Der Railjet 80/81 (München–Venedig) wird über Tarvisio umgeleitet und bedient während der Sperrung weder Tirol noch Südtirol. Die Schließung des Brennertunnels unterbricht für 15 Tage eine der meistbefahrenen Geschäftsreisestrecken Europas, die normalerweise täglich 250 internationale Züge befördert. Grenzgänger, die für Automobilzulieferer rund um Innsbruck und Bozen arbeiten, müssen mit deutlich längeren Fahrzeiten rechnen, während Spediteure wertvolle Fracht auf die Straße oder über die Tauernstrecke via Salzburg verlagert haben. Logistikanalysten schätzen, dass die Umwege den österreichischen und italienischen Transportunternehmen mindestens eine Million Euro zusätzlich an Kraftstoff- und Fahrerkosten verursachen.

Tourismusverbände befürchten kurzfristige Stornierungen in der Hauptreisezeit, doch die Handelskammern auf beiden Seiten der Grenze begrüßen die Entscheidung, mehrere Arbeiten in einem einzigen Sommerzeitfenster zu bündeln, anstatt die Sperrungen über das Jahr zu verteilen. Die ÖBB hat detaillierte Fahrpläne in Deutsch und Italienisch veröffentlicht und empfiehlt Unternehmen, ihre reisenden Mitarbeiter frühzeitig zu informieren und rechtzeitig Anschlussflüge zu organisieren: Zwischen Innsbruck und dem Flughafen München wurden zusätzliche Busse eingesetzt, und die Inlandsflüge Wien–Innsbruck verzeichnen in den nächsten zwei Wochen höhere Auslastungen.

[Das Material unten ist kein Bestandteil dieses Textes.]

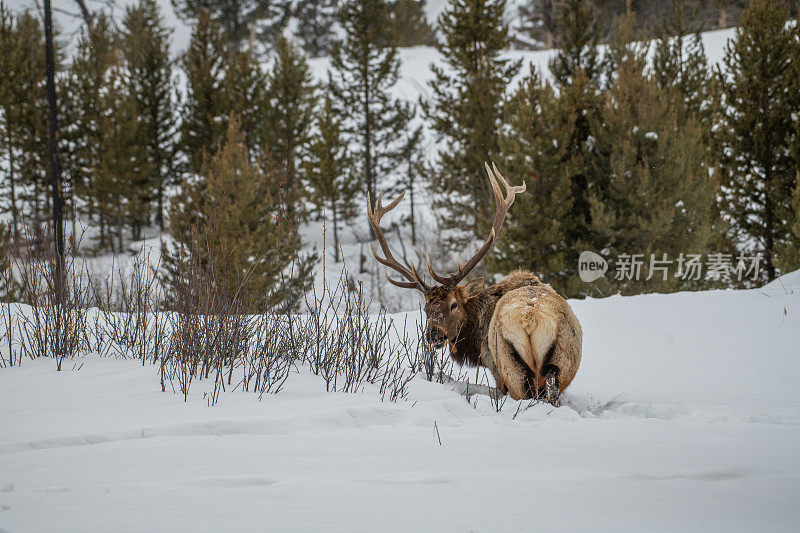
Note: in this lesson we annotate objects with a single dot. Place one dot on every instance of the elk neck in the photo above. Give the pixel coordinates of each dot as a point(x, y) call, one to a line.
point(466, 348)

Das Projekt dient auch als Generalprobe für das Jahr 2032, wenn der neue Brennerbasistunnel eröffnet wird und die alte Strecke hauptsächlich für den Regionalverkehr umfunktioniert wird. Bis dahin erinnert die aktuelle Sperrung daran, dass die alternde Alpeninfrastruktur weiterhin traditionelle Wartungsfenster benötigt – mit erheblichen, wenn auch vorübergehenden Auswirkungen auf die globale Mobilität.